We confess to not knowing if bitcoin is (or should be) its own asset class, although we’re awed by its price momentum since it first came into existence in 2009. Indeed, bitcoin prices soared 303% in 2020 and nearly 60% in 2021, even after losing almost one-third of its value in the last few weeks of the year.
Other cryptocurrencies performed even better than bitcoin. Ethereum, for instance, a foundational cryptocurrency in the booming decentralized finance (DeFi) industry, appreciated 469% in 2020 and 399% in 2021.
We also must acknowledge that the near-term performance of gold hasn’t come anywhere close to that point. For instance, gold prices actually fell nearly 4% in 2021.
However, gold’s price volatility has been nowhere near as extreme as bitcoin’s. For instance, if you bought gold at its all-time high of $2,032.16 in August 2020, the value of your investment would be down only about 6.4%. On the other hand, if you bought bitcoin at its all-time high, you’d be out by 43.6%.
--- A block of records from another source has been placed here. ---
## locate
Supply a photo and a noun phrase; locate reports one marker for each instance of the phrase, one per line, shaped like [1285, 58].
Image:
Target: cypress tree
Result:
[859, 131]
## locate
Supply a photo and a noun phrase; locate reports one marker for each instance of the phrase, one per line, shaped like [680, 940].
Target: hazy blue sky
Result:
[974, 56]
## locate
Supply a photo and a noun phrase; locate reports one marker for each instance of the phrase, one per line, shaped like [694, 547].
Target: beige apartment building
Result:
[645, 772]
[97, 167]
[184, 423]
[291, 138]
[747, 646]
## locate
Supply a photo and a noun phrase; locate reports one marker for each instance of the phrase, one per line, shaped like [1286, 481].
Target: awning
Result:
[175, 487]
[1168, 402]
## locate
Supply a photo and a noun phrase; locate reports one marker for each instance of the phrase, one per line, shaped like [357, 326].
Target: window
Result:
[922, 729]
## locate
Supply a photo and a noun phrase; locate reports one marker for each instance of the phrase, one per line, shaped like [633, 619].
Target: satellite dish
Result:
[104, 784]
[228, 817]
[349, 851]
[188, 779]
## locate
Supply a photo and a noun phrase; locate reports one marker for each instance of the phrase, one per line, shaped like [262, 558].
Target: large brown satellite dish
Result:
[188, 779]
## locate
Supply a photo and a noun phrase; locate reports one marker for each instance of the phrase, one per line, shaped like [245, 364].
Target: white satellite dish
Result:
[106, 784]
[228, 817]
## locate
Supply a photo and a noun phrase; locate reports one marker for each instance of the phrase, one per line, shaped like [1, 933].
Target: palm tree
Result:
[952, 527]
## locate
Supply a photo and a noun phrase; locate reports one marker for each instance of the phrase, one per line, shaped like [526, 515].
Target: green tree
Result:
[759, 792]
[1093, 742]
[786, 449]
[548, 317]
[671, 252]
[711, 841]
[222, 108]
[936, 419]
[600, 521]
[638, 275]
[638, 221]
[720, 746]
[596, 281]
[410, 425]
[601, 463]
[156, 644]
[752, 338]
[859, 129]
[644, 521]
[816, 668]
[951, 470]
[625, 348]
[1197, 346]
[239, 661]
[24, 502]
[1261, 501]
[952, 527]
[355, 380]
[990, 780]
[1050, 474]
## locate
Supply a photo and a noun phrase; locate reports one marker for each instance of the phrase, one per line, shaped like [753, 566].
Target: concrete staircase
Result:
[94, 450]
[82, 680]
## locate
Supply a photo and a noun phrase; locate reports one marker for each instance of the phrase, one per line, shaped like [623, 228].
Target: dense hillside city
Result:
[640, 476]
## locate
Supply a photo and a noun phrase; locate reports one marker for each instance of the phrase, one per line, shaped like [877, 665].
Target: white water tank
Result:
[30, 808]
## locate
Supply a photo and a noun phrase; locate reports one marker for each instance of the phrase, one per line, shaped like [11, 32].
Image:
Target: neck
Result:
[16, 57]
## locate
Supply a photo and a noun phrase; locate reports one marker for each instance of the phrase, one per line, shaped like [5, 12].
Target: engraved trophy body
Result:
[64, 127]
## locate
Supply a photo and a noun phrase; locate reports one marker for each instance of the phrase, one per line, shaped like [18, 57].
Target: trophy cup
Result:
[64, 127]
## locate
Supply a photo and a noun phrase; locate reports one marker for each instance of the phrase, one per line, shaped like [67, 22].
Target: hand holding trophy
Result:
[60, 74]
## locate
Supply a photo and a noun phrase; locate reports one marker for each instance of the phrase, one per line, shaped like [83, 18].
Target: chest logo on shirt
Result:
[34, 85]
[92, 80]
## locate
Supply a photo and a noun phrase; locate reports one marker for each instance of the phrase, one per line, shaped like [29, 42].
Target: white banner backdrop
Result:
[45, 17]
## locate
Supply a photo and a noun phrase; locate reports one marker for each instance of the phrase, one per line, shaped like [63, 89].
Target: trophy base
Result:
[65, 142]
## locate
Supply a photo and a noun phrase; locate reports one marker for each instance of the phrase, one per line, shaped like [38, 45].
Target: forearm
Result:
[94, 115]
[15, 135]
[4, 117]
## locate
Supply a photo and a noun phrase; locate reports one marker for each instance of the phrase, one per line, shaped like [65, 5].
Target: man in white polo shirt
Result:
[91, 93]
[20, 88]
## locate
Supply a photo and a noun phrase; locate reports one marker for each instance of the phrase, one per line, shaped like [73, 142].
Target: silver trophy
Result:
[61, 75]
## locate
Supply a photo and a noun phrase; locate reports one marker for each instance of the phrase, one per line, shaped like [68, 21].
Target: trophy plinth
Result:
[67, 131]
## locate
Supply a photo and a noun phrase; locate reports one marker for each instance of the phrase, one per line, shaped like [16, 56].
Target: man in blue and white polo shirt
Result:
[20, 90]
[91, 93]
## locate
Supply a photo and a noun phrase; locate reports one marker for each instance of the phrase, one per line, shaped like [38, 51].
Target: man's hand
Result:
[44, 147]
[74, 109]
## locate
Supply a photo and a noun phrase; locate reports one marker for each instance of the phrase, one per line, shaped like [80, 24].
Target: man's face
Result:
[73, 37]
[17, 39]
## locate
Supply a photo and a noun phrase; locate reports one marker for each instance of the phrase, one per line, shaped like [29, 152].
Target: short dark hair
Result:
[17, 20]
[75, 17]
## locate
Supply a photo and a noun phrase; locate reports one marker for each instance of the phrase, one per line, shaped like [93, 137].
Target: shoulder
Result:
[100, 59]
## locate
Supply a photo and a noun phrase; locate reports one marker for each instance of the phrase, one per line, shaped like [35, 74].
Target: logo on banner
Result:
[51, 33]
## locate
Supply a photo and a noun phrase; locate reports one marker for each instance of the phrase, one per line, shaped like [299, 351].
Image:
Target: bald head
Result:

Furthermore, we must concede that we don’t know why in recent weeks gold has outperformed bitcoin. It could be, as in late 2020, that hedge funds and family offices are again rotating assets, but this time from bitcoin into gold. The fact that Russia has 190,000 troops poised to invade Ukraine certainly could be a factor. As well, with inflation rocketing skywards at an official rate exceeding 7%, gold could be coming back into fashion. (Unofficially, as we’ve pointed out, the real inflation rate is at least double the Consumer Price Index.)
Still, while it’s no longer fashionable to say it, unlike bitcoin or any other cryptocurrency, gold has a 5,000-year track record of protecting wealth. What’s more, cryptocurrencies, being a digital asset, are uniquely vulnerable to anything that could knock the internet or the electrical power grid offline. And that could occur in a matter of minutes in a cyberattack, solar flare, or weather-related blackout.
Undoubtedly, cryptocurrencies represent a revolutionary development in money, especially those like bitcoin that can be traded with no central authority or middleman. And their price performance has been too impressive to ignore.
The problem is that we don’t know which cryptocurrency (if any) will turn out to provide a long-term store of value. Nearly 10,000 of them now exist, according to Coinmarketcap.com. And unlike gold, anyone with the requisite math skills can create a cryptocurrency in their spare time. Indeed, platforms now exist where you can simply fill out a web form to create one.
Thus, we think of cryptocurrencies the same way we think of tech stocks. Sure, they can go through the roof the way tech stocks did in the 1990s. And they can crash just as fast. But the idea that they will always go up is probably unrealistic and can’t be predicted with any kind of certainty.
We continue to believe that gold, along with the Permanent Portfolio strategy, should be the underpinning of your investment strategy to protect funds you simply can’t afford to lose. Cryptocurrency investments should be viewed as more speculative holdings whose values can erode instantaneously.